Experiences with the SMACK stack for Data Analytics Infrastructure
Here is a summary of the experience gathered on various projects done with the SMACK stack.
For details about SMACK you might want to take a look at the following blog — Hands on with the SMACK stack.
- Apache Spark — the S in SMACK — is used for analysis of data — real time data streaming into the system or already stored data in batches.
- Apache Mesos — the M in SMACK — is the foundation of the stack. All of the applications do run on it. In our cases we’ve been using Mesospheres DC/OS on top of Apache Mesos for the installation and administration of the stack and our own applications.
- Lightbend’s Akka — the A in SMACK — is used for fast data stream processing. In most use cases it’s been either used for fast ingestion of data or for fast extraction through in-stream-processing.
- Apache Cassandra — the C in SMACK — is a fast write and read storage for the fast-data-processing platform.
- Apache Kafka — the K in SMACK — is the intermediate storage for streaming data. It helps to decouple in and out application logic while still being fast enough to add no overhead of time on the stream of data.
In those projects the architecture has looked roughly like this
The ingestion, implemented with Akka, is kind of like Enterprise Integration on steroids. Instead of having a lot of different connectors you’ll end up with just a few entry points, but doing so in a very, very fast way. For each of the projects it had been a requirement to have fast input and storage of the data as well as having that data visible in near real-time. That’s where Akka comes into play again — either being connected to Kafka for real-time streaming of data via Websockets or as connector for Cassandra.
All of the scenarios running this stack have been build on AWS as cloud provider. This made it especially easy to setup and tear down the stack for development.
DC/OS — Apache Mesos
Apache Mesos in combination with Mesospheres DC/OS is the foundation for working with the SMACK stack. The Mesos
kernel runs on every machine and provides applications (e.g., Hadoop, Spark, Kafka, Elasticsearch) with API’s for resource management and scheduling across entire datacenter and cloud environments.

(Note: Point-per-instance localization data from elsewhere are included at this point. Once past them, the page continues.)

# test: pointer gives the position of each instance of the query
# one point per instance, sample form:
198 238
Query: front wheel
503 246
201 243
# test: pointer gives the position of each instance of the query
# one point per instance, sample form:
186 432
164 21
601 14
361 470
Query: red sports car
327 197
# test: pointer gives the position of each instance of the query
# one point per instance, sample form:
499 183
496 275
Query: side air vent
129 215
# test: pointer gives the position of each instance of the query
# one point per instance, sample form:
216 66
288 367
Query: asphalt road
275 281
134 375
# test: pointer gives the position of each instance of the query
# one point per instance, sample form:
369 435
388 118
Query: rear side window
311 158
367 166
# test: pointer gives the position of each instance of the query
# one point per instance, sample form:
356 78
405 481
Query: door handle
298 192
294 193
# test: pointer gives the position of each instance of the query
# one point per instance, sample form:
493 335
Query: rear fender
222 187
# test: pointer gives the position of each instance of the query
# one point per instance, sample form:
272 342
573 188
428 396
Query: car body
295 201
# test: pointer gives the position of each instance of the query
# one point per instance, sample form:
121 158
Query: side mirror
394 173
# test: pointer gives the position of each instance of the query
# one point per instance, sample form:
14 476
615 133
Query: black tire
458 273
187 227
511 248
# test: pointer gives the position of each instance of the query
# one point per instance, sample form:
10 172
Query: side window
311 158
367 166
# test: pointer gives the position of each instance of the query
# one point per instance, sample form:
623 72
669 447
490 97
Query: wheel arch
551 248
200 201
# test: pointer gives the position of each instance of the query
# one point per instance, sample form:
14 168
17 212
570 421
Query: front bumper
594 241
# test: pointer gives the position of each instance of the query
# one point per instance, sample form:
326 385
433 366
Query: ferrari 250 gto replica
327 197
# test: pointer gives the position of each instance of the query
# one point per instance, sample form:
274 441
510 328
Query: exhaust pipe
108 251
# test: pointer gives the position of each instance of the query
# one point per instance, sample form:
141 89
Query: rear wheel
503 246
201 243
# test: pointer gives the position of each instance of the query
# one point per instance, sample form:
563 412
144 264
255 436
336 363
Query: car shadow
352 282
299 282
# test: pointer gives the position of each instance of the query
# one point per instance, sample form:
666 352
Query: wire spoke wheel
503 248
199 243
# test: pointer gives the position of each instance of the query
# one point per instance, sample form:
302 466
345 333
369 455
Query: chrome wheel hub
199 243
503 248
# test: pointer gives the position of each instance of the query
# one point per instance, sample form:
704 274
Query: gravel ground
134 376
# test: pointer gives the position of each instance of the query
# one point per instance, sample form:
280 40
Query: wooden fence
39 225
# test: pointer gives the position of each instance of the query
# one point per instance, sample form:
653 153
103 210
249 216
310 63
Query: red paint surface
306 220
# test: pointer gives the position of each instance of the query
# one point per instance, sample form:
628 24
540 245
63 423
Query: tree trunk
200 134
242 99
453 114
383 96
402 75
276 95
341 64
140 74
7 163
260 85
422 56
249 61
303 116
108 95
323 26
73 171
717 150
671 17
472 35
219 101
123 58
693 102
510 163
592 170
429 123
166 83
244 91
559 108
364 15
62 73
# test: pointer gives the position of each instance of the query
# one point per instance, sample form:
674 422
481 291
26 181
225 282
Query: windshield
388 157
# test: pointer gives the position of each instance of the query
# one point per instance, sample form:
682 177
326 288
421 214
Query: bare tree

On top of Mesos, Mesosphere’s DC/OS will give you a command line interface and a nice integration with Mesosphere’s Marathon. Especially the first one in combination with Ansible can be used to automate the setup of a whole cluster.
The following shell command installs the Cassandra framework used by DC/OS.
dcos package install cassandra
In combination with the dcos command dcos package list it’s possible to verify the success of the installation.
While Apache Mesos is used as “Kernel”, Marathon is used as “init.d” on top of it. Marathon makes sure deployed applications are running successfully. In case of a failure those applications are restarted by Marathon. While Marathon takes care of long running tasks, Mesosphere’s Metronome is in charge of short running cron-like tasks.
Marathon and Metronome are so called Mesos frameworks. A framework takes care of reserving resources from Mesos, schedules the application to be launched and sometimes monitors those applications.
The nice thing about DC/OS is that it is very easy to run Apache Cassandra via a specialized Mesos framework. This framework not only helps in installing a Cassandra cluster on top of Mesos, it also makes sure of handling recovery of failed instances. The configuration and sizing of the Cassandra is crucial for having a high performance fast data platform based on this SMACK stack.
For performance reasons it’s best to start with a SSD hard drive, but also EBS volumes can be used. Using EBS we never experienced any shortcomings, though it seemed we had an increase in write queues. This usually happens if commit log and SSTables are written to the same storage. In cases like these it’s crucial to have a fast connected EBS at hand.
In short, more CPU will give you more throughput. As Cassandra uses different thread pools for write and read paths, an increase in number of CPUs helps tremendously, as those thread-pools have more dedicated CPUs.
As Cassandra had commodity hardware in mind when being designed, a lot of heap is of no use for a cassandra instance. A lot of RAM is rather useful for the underlying system itself, as the page cache will consume all the memory not used by other applications. Therefore configuring Cassandra with 8GB of RAM as heap plus 24GB for the underlying system for page caches is sufficient. It’s rather crucial to make sure the new generation heap is configured properly. As recommended in the Cassandra documentation the new generation of the heap should be set to 1400MB. Which is equivalent to 100MB times the number of CPUs. The rule of thumb is to either use 100MB times number of CPUs or a quarter of the maximum Heap, where the lesser number needs to be used.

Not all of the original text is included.